A busy yet beautiful September morning, 8.52 a.m. A platform at a railway station, the departure signal is to ring in two minutes. A man reflects on an argument with his wife, a young couple discusses the structure of a romantic comedy, a hungover policeman looks out of the window at a woman running in vain to catch a speeding train...
Each of the travellers carries their own story, chases their own dream, bears their own worries. And each of them plays their particular song in their head. A man watering flowers and Sally, a café waitress humming her favourite song “Bette Davis Eyes” along with the radio, observe the buzzing train from their windows. Then the world stops. At 8.55 a.m., Sally drops her coffee cup. The train explodes right in front of her eyes...
How to describe the indescribable? And how to describe the minutes just before? Roland Schimmelpfennig remains true to his peculiar features in this play: his specific poetics, post-dramatic structure of the text, repeated lines, and variable casting of the characters. The author narrates the story backwards, minute by minute, revealing the thoughts, desires, passions, and dreams of the unsuspecting people whose fates meet and disappear in the minute of explosion.

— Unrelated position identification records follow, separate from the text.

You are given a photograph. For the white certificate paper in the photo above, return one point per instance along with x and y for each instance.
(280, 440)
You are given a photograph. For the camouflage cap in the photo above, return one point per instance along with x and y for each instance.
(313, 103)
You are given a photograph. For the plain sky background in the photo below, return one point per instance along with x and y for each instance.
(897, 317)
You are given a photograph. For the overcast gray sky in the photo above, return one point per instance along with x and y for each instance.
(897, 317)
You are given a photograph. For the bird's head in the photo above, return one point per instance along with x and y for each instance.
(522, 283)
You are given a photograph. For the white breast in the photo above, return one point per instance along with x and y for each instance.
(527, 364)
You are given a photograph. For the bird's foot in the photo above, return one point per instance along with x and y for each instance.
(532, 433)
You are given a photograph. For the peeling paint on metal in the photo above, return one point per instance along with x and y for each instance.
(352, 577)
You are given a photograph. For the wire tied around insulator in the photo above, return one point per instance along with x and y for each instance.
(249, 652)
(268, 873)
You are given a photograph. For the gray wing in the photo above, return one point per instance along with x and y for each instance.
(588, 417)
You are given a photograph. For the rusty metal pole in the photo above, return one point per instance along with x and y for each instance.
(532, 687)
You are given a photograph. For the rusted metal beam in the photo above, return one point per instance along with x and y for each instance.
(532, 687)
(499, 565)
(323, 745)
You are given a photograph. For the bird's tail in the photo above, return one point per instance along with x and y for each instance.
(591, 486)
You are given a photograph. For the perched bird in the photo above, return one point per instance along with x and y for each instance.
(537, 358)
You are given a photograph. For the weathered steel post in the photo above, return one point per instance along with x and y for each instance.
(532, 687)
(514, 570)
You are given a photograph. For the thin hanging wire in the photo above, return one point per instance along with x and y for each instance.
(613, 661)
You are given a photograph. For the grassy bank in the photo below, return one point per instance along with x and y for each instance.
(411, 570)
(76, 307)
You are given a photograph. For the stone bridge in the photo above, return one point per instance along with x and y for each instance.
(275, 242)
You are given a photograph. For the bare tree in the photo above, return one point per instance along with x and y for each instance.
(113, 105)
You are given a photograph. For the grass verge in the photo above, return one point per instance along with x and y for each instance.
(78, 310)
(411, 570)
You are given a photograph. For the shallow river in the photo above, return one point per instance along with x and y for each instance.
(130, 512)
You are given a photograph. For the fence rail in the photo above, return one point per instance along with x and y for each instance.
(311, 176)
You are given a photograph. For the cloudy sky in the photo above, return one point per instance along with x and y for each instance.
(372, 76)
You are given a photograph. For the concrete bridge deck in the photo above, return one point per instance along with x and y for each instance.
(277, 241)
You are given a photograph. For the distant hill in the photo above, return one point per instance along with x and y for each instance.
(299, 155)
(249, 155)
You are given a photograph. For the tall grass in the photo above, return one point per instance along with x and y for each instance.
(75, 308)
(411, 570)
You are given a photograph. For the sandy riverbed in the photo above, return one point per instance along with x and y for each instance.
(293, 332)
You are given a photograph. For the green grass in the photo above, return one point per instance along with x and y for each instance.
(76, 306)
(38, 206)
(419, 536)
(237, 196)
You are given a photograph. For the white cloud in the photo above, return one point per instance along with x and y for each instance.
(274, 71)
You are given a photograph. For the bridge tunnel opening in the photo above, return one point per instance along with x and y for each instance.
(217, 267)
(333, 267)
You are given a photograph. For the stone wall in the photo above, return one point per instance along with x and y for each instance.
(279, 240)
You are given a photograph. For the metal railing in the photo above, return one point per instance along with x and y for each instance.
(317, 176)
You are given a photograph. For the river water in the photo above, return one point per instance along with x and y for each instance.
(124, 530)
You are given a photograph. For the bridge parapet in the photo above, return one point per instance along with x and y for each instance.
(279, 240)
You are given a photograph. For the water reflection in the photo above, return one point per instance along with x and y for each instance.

While the author refers to the 2004 terrorist attack in Madrid as his inspiration, actually all his recent dramas touch on a sudden apocalypse that can be reversed, in one way or another, in the wormhole of time. The December shooting at the Prague Faculty of Arts unfortunately makes this play painfully relevant for the Czech audience.
Yet, an undercurrent of a strong hope and the urge not to give up flows through the text. Indeed, the events could have unfolded differently had Sally met the man with the sports bag, and you can always stop time with a bit of luck. Or at least catch a falling cup.